The bald assertion that “martyrs are not the defeated but the winners;” that their deaths at the hands of the enemies of the faith reveal “the omnipotence of God;” and the way God “consoles His people” seems, at first blush, just absurd but, upon reflection, unpacks important revelations about the content of our faith.

These notions run contrary to worldly logic, and even natural instinct. How can the slain be “the winners?” How can we find God’s “omnipotence” in the slaughter of His followers? How can sufffering and death be our “consolation”? Yet, throughout history, martyrdom has been a great resource of faith. “The blood of the martyrs,” said the Church Father Tertullian (160 – c. 225 AD), “is the seed of the Church.”

In his assertion that martyrs are “the winners,” Francis echoes the sentiment of St. Augustine, who wrote that, between the vainglorious executioner, brandishing his sword over the martyr he has slain, the martyr is the true victor because the executioner has broken the martyr’s body but failed to touch his soul. But, in trying to hurt the martyr, the executioner has sustained a self-inflicted wound to his own soul. [Exposition on Psalm 37.]

On the other hand, the martyrs have the ultimate consolation that their body’s death is ephemeral because they have the assurance of eternal life in the promises of Christ. Thus, the martyr confounds death with the exhortations of St. Paul: “O death, where is your victory? O death, where is your sting?” [1 Cor. 15:55.]

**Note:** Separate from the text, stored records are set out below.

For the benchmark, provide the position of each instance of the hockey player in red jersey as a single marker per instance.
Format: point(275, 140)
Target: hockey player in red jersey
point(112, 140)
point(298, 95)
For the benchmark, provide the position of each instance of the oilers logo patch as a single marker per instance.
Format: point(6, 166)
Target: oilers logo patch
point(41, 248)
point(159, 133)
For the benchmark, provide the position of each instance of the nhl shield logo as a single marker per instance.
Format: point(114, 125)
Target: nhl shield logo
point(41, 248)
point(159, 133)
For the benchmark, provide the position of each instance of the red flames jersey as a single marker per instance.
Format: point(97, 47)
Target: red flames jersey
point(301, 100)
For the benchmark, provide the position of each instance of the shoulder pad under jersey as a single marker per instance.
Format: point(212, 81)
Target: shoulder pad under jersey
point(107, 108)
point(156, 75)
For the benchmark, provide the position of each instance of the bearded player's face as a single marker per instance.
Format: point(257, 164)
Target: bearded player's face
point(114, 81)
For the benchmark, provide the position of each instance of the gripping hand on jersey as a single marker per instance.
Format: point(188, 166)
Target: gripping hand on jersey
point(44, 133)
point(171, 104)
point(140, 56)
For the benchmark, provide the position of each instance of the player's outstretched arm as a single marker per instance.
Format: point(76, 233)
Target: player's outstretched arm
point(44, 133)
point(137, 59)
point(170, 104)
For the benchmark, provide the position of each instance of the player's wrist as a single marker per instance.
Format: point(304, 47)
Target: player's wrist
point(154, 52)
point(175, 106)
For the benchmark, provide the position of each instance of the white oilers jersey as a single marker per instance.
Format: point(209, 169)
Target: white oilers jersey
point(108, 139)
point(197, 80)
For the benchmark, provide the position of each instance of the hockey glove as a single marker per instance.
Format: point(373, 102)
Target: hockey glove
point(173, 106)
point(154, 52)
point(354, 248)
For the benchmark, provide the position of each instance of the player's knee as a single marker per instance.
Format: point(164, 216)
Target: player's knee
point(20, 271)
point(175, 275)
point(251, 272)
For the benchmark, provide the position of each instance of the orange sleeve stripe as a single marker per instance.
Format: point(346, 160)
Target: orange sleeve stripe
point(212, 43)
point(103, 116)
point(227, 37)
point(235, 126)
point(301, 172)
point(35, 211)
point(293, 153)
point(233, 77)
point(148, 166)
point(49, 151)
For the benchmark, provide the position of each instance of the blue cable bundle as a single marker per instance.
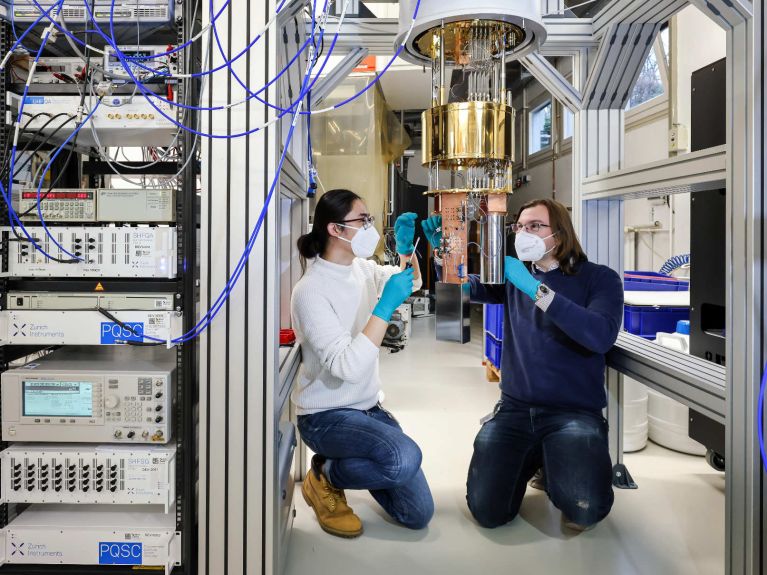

As Pope Francis noted, the martyrs also receive the consolation of being united with Christ: “It was precisely from their profound union with Jesus, from their relationship of love with Him that their strength flowed—as for every martyr—to face the painful events that led them to martyrdom.”

Additionally, by their example of faith, the martyrs provide consolation to us who remain, because their willingness to accept death is a powerful confirmation of their faith—and ours—in Christ’s victory over death. From time immemorial, martyrs have therefore been a point of Christian unity and a source of Christian joy.

In the Martyrium Polycarpi, the account of the martyrdom of St. Polycarp (c. AD 69 – 160), we read how the Church gathered up the saint’s relics: “we afterwards took up his bones, as being more precious than the most exquisite jewels, and more purified than gold, and deposited them in a fitting place,” where later the community could come together, “with joy and rejoicing … to celebrate the anniversary of his martyrdom.”

Fresh off his recent trip to Albania, where the streets were lined with the portraits of some forty priests martyred by the former Communist regime, Francis said that, “The memory of the martyrs who endured in the faith is a guarantee for Albania’s destiny, because their blood was not shed in vain, but is a seed that will bear fruits of peace and of fraternal collaboration.”

Perhaps more than ever, the blood of Christian martyrs is still the seed of the faith.